Some systems built using multiversion concurrency control (MVCC) may support (only) snapshot isolation to allow transactions to proceed without worrying about concurrent operations, and more importantly without needing to re-verify all read operations when the transaction finally commits. This is convenient because MVCC maintains a series of recent history consistent states. The only information that must be stored during the transaction is a list of updates made, which can be scanned for conflicts fairly easily before being committed. However, MVCC systems (such as MarkLogic) will use locks to serialize writes together with MVCC to obtain some of the performance gains and still support the stronger "serializability" level of isolation.

== Workarounds ==
Potential inconsistency problems arising from write skew anomalies can be fixed by adding (otherwise unnecessary) updates to the transactions in order to enforce the serializability property.

- Materialize the conflict
  Add a special conflict table, which both transactions update in order to create a direct write–write conflict.
- Promotion
  Have one transaction "update" a read-only location (replacing a value with the same value) in order to create a direct write–write conflict (or use an equivalent promotion, e.g. Oracle's SELECT FOR UPDATE).

In the example above, we can materialize the conflict by adding a new table which makes the hidden constraint explicit, mapping each person to their total balance. Phil would start off with a total balance of $200, and each transaction would attempt to subtract $200 from this, creating a write–write conflict that would prevent the two from succeeding concurrently. However, this approach violates the normal form.

Alternatively, we can promote one of the transaction's reads to a write. For instance, T2 could set V1 = V1, creating an artificial write–write conflict with T1 and, again, preventing the two from succeeding concurrently. This solution may not always be possible.

In general, therefore, snapshot isolation puts some of the problem of maintaining non-trivial constraints onto the user, who may not appreciate either the potential pitfalls or the possible solutions.
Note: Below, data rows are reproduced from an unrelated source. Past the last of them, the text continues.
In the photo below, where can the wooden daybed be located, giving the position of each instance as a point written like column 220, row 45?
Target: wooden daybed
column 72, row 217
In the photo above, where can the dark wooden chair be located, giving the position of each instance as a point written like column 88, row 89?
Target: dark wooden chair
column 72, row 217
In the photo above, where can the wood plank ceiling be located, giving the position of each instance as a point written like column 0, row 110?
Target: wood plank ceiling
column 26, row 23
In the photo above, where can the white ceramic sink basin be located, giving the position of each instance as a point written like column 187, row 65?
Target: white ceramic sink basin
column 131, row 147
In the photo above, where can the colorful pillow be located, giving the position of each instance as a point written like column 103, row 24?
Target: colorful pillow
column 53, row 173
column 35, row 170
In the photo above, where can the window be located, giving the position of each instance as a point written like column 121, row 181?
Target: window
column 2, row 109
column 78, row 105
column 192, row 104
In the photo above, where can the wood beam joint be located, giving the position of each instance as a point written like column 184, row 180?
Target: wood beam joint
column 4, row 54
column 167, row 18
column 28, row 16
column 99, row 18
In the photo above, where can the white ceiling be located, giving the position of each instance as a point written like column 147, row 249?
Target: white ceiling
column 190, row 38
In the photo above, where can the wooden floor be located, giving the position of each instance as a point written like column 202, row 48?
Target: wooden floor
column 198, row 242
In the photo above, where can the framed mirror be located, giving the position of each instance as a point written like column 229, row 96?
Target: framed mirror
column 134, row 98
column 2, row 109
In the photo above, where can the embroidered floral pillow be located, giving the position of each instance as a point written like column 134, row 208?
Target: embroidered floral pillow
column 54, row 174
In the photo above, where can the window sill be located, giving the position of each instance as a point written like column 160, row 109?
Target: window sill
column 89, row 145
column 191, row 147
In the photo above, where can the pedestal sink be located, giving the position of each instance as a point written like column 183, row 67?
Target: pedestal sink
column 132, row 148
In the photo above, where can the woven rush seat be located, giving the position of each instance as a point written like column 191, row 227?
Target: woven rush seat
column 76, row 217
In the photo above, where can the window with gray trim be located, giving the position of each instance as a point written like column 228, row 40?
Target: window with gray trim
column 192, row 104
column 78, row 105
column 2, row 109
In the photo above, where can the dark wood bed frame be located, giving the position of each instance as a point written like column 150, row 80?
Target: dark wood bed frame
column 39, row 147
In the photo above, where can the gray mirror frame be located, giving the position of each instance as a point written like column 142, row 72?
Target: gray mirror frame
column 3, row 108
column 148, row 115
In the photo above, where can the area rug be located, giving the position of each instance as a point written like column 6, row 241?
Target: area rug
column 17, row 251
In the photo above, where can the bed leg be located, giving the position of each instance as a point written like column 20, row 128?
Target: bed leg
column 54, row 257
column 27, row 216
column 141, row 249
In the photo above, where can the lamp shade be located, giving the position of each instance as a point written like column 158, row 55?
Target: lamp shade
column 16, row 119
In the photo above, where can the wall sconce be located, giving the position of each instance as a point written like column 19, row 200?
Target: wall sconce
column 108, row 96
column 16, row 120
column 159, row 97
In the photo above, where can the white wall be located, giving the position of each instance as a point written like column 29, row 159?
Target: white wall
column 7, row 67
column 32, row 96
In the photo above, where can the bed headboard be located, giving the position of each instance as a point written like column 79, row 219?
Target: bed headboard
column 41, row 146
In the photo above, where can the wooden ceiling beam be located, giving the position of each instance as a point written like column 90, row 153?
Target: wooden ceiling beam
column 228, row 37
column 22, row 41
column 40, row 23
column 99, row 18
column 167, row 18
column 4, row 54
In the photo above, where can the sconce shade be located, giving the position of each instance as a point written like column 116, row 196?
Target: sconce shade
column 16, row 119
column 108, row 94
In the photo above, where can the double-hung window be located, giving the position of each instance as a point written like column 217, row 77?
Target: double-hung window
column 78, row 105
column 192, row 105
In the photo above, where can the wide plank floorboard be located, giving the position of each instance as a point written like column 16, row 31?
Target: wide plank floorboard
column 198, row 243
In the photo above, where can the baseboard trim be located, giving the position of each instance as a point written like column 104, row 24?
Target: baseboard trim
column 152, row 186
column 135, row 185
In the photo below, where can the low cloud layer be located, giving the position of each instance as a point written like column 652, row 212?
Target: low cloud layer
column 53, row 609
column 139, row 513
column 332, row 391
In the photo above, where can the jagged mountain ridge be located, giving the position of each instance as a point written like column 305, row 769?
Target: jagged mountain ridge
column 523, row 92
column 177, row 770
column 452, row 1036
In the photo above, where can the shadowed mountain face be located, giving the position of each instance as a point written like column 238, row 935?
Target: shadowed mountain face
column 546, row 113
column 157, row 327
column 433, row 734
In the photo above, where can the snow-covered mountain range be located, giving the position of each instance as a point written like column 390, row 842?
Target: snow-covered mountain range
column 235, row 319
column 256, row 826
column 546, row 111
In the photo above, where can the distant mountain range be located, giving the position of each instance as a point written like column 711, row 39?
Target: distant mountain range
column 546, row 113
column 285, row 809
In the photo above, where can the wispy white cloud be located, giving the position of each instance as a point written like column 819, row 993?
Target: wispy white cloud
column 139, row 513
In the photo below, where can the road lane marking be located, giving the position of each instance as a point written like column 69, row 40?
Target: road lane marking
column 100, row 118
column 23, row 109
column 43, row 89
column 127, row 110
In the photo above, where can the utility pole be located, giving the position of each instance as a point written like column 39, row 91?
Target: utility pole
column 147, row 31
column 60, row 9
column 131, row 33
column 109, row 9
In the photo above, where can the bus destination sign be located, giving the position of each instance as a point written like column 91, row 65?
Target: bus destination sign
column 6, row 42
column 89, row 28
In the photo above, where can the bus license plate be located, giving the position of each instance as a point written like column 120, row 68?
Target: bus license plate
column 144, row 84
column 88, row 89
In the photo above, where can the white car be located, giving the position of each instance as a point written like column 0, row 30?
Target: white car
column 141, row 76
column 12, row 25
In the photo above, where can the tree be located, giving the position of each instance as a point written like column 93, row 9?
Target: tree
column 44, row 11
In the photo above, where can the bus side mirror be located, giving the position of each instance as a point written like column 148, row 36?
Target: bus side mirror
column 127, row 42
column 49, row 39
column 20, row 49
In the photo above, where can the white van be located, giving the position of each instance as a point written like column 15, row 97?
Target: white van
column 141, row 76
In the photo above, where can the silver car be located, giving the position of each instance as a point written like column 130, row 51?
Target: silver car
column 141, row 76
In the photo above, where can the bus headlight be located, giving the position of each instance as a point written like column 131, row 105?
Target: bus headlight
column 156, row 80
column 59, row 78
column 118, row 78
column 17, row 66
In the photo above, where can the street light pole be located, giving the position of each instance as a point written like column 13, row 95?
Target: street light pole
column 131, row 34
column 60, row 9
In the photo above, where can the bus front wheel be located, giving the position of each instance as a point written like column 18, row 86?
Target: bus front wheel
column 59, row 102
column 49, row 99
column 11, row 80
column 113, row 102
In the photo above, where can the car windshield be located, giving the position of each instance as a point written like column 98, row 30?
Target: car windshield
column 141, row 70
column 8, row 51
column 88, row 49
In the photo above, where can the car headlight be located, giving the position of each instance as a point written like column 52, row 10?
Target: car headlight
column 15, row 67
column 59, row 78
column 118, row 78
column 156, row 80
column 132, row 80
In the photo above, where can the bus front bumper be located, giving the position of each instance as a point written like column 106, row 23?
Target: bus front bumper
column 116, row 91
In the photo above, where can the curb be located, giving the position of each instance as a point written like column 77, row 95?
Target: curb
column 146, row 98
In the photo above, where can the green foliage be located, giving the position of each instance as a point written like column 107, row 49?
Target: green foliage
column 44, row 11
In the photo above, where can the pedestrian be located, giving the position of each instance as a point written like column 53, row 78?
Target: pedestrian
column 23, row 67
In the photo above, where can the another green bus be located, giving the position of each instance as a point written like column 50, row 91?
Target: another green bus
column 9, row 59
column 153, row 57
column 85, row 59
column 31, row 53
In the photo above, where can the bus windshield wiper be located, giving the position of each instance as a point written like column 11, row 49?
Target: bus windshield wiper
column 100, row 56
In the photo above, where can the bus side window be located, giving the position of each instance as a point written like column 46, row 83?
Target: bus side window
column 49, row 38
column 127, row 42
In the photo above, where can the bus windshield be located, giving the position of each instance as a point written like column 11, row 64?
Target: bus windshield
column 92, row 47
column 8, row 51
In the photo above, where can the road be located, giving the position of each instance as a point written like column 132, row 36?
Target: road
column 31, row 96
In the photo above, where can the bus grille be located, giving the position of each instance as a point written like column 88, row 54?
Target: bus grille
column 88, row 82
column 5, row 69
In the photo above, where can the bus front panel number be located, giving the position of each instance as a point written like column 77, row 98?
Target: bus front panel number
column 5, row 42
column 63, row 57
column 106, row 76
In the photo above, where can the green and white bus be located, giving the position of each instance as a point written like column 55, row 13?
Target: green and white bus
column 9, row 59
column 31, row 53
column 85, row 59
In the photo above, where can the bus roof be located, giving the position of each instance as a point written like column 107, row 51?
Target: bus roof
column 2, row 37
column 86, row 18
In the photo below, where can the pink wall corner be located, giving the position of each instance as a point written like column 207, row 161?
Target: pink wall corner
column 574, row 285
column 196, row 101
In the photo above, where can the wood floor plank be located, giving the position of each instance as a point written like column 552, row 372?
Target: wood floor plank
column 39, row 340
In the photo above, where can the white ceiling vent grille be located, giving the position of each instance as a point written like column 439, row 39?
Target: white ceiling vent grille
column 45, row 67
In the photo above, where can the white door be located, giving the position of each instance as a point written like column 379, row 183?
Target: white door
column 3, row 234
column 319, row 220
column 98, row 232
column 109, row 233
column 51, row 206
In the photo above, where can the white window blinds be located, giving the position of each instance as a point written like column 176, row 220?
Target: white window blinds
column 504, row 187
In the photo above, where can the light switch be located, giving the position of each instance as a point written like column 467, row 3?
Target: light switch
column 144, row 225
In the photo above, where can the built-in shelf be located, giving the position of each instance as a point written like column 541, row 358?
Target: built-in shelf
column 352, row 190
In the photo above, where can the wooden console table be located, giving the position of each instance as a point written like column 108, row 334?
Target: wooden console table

The upside to this transfer is better performance.

== Terminology ==

Snapshot isolation is called "serializable" mode in Oracle and PostgreSQL versions prior to 9.1, which may cause confusion with the "real serializability" mode. There are arguments both for and against this decision; what is clear is that users must be aware of the distinction to avoid possible undesired anomalous behavior in their database system logic.

== History ==

Snapshot isolation arose from work on multiversion concurrency control databases, where multiple versions of the database are maintained concurrently to allow readers to execute without colliding with writers. Such a system allows a natural definition and implementation of such an isolation level. InterBase, later owned by Borland, was acknowledged to provide SI rather than full serializability in version 4, and likely permitted write-skew anomalies since its first release in 1985.

Unfortunately, the ANSI SQL-92 standard was written with a lock-based database in mind, and hence is rather vague when applied to MVCC systems. Berenson et al. wrote a paper in 1995 critiquing the SQL standard, and cited snapshot isolation as an example of an isolation level that did not exhibit the standard anomalies described in the ANSI SQL-92 standard, yet still had anomalous behaviour when compared with serializable transactions.

In 2008, Cahill et al. showed that write-skew anomalies could be prevented by detecting and aborting "dangerous" triplets of concurrent transactions. This implementation of serializability is well-suited to multiversion concurrency control databases, and has been adopted in PostgreSQL 9.1,
where it is known as Serializable Snapshot Isolation (SSI). When used consistently, this eliminates the need for the above workarounds. The downside over snapshot isolation is an increase in aborted transactions. This can perform better or worse than snapshot isolation with the above workarounds, depending on workload.